Thanks for the detailed explaination, Kishore!

On Jan 4, 2018 16:29, "kishore g" <[email protected]> wrote:

> Thats right SEMI_AUTO will only change the role of the replica. It will
> never move the replicas.
>
> Instead of answering each question, I will try to explain what happens
> under the hood.
>
> - Each participant maintains a persistent connection with Zookeeper and
> sends the heartbeat every X seconds. I think this is called tick time.
> - When the participant fails to send heartbeat, there is a disconnect
> callback from local ZK client code. Note this callback does not come from
> the ZK server, it will occur as soon as the participant fails to send the
> heartbeat.
> - Let's say the participant connects back to ZK after period T. Now there
> are two cases.
>
>    - T < session timeout: In this case,  the participant gets "connected"

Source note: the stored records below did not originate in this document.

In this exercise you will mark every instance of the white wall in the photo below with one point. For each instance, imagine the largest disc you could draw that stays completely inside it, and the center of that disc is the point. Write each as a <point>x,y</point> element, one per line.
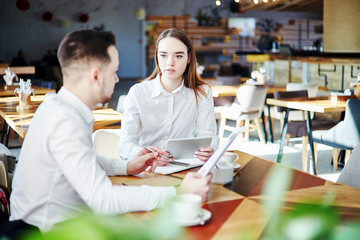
<point>28,32</point>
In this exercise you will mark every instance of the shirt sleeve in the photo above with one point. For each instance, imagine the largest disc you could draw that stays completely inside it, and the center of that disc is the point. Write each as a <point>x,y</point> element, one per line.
<point>205,122</point>
<point>112,166</point>
<point>70,144</point>
<point>130,127</point>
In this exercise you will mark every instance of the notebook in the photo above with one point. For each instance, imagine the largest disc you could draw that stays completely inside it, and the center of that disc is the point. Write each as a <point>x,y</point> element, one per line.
<point>208,166</point>
<point>183,149</point>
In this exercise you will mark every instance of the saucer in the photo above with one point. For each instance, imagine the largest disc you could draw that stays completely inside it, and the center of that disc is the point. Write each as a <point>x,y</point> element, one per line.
<point>236,166</point>
<point>197,220</point>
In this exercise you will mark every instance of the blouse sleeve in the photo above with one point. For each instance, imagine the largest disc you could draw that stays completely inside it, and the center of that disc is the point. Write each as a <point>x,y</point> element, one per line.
<point>130,127</point>
<point>205,122</point>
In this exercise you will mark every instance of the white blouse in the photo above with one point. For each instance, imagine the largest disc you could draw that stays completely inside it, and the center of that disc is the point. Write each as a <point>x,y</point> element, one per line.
<point>152,116</point>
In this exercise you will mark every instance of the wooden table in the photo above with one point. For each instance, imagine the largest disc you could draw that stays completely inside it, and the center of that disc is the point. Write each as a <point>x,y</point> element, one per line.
<point>319,104</point>
<point>237,208</point>
<point>20,121</point>
<point>19,70</point>
<point>6,91</point>
<point>224,90</point>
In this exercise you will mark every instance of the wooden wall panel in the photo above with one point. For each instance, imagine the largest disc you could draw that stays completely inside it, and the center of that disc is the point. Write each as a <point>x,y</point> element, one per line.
<point>341,28</point>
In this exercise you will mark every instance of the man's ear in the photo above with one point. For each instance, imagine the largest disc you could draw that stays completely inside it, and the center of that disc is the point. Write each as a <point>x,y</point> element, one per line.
<point>95,75</point>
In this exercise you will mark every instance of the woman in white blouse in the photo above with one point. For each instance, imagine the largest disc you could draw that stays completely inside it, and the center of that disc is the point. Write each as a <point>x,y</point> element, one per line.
<point>173,102</point>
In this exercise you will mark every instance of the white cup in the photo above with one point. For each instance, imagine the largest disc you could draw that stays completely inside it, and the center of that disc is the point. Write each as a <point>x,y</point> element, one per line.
<point>186,207</point>
<point>223,173</point>
<point>229,157</point>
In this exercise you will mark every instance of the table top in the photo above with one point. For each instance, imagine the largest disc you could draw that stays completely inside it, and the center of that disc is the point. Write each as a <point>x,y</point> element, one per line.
<point>318,104</point>
<point>20,120</point>
<point>19,70</point>
<point>6,91</point>
<point>230,91</point>
<point>224,90</point>
<point>237,208</point>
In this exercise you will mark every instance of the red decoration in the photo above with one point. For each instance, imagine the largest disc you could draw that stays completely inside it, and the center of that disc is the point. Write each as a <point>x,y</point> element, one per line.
<point>23,5</point>
<point>47,16</point>
<point>84,18</point>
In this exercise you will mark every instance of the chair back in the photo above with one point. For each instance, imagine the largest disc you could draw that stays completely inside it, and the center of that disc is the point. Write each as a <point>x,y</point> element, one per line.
<point>345,134</point>
<point>3,175</point>
<point>312,88</point>
<point>120,104</point>
<point>106,142</point>
<point>290,94</point>
<point>251,98</point>
<point>350,173</point>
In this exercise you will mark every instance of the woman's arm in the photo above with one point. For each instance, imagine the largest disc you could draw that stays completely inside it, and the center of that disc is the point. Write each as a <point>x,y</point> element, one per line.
<point>206,124</point>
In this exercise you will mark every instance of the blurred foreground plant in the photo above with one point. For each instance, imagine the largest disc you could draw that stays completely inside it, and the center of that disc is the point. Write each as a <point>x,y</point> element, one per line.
<point>308,220</point>
<point>157,225</point>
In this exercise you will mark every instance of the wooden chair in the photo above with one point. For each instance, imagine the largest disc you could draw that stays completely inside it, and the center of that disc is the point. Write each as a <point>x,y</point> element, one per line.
<point>345,135</point>
<point>350,175</point>
<point>299,128</point>
<point>106,142</point>
<point>247,108</point>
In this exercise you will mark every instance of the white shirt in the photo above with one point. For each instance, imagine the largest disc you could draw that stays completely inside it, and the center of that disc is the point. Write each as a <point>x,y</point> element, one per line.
<point>59,175</point>
<point>152,116</point>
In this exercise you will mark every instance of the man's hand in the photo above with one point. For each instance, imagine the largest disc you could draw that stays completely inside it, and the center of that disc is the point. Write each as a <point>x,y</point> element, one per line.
<point>142,161</point>
<point>196,184</point>
<point>161,161</point>
<point>204,153</point>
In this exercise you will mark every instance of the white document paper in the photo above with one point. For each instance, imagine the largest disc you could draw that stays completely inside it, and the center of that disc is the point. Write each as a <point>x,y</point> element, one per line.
<point>172,168</point>
<point>207,167</point>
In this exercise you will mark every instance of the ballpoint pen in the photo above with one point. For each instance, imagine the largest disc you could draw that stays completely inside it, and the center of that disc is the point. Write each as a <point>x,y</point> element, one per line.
<point>171,160</point>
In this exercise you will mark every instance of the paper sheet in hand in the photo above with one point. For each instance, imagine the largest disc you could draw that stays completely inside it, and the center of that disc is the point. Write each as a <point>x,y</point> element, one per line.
<point>207,167</point>
<point>183,149</point>
<point>172,168</point>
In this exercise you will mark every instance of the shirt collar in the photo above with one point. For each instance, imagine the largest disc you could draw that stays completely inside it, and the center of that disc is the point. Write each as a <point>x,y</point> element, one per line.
<point>71,99</point>
<point>158,89</point>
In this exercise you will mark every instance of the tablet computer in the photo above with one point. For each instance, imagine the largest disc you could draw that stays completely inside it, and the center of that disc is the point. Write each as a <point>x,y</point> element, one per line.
<point>182,148</point>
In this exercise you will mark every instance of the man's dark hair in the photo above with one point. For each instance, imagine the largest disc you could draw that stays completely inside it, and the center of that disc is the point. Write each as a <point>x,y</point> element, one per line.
<point>85,45</point>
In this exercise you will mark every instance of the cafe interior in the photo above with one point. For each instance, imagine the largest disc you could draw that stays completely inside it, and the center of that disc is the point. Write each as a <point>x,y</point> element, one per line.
<point>292,66</point>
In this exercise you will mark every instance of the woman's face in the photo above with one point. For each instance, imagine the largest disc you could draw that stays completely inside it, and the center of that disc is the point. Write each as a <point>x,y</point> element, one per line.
<point>173,59</point>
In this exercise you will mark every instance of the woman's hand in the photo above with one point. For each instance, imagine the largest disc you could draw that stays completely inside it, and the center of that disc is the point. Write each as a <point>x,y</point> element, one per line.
<point>161,161</point>
<point>204,154</point>
<point>195,184</point>
<point>142,161</point>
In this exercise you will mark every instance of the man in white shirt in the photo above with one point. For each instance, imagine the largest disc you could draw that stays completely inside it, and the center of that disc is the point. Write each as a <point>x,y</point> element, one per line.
<point>59,175</point>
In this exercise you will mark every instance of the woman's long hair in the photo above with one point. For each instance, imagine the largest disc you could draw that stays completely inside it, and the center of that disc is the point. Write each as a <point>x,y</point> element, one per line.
<point>191,77</point>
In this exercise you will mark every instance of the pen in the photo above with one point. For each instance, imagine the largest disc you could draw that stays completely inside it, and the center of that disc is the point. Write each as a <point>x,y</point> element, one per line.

>    callback and its session is still valid and nothing has changed from ZK
>    server/Helix controller/spectator point of view.

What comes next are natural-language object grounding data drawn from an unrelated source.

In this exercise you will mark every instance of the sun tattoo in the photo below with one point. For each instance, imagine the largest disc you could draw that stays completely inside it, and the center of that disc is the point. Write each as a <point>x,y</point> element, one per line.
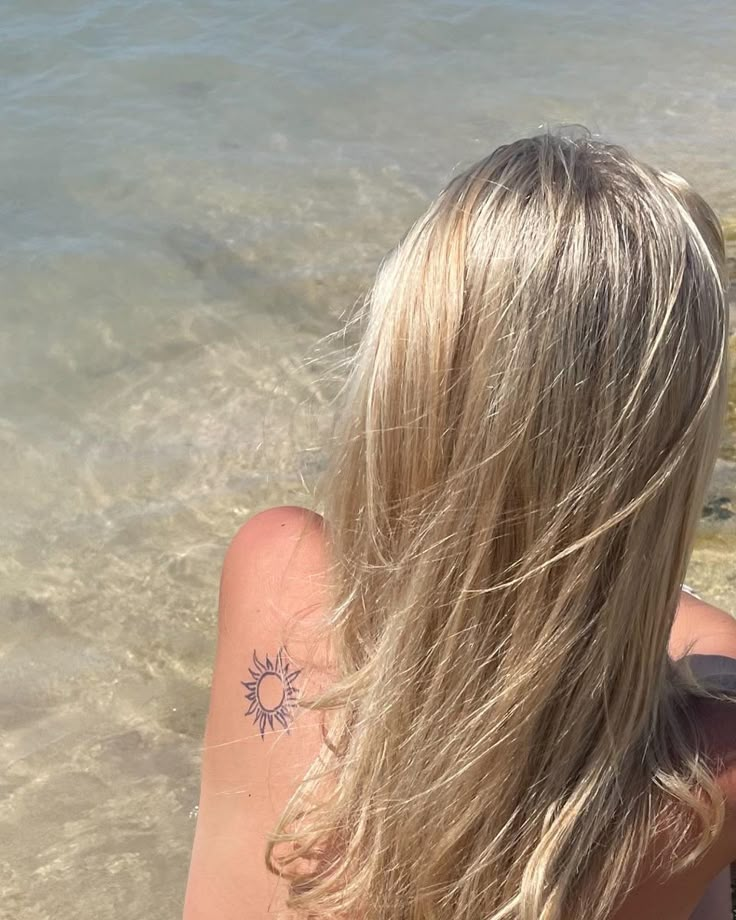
<point>271,693</point>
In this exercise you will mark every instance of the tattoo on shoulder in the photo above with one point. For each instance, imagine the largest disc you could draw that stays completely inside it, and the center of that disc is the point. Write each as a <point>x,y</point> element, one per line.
<point>271,693</point>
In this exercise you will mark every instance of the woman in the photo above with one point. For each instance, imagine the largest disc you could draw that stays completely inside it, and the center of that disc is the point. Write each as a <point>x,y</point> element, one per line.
<point>455,699</point>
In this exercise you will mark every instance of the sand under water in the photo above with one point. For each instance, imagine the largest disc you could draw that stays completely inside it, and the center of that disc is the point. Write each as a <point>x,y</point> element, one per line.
<point>191,194</point>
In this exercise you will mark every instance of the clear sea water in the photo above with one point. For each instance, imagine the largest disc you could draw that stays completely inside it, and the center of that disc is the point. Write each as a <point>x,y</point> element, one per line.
<point>191,193</point>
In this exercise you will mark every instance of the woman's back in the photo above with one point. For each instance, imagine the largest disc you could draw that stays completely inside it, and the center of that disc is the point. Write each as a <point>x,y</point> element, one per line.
<point>527,432</point>
<point>273,582</point>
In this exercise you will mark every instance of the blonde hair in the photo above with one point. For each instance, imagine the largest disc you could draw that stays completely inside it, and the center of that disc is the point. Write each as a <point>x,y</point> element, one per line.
<point>528,429</point>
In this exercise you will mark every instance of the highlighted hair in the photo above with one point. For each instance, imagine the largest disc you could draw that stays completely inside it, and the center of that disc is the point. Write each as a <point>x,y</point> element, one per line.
<point>529,426</point>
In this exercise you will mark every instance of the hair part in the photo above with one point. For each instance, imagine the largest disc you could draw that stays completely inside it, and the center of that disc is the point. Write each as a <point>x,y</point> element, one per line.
<point>529,426</point>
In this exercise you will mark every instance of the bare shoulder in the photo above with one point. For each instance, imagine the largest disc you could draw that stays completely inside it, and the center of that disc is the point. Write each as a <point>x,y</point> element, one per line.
<point>274,574</point>
<point>702,628</point>
<point>258,741</point>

>    - T > session timeout: This is when the participant gets "session
>    expiry" callback from the ZK. Note that this happens only after the
>    participant reconnects to ZK. So it might be minutes or even hours
>    (depending on the cause of disconnection from ZK) before the participant
>    gets this call back. But outside world - ZK Server/Controller/Spectator 
> will
>    know about the session expiry immediately after the session timeout.
>
>
> Helix gets to know about the session expiry and will initiate a mastership
> transfer from old master to new master. It cannot send any Master - Slave
> transition message to the old master because the old master is disconnected
> from ZK and is unreachable. Helix will automatically change the external
> View to reflect that the old master is offline for all the replicas it
> owns. The clients (spectators) will immediately know about this and they
> can stop sending requests to the old master.
>
> Similarly, once the new master processes the slave to master transition is
> successful, the external view will be updated and the clients (spectators)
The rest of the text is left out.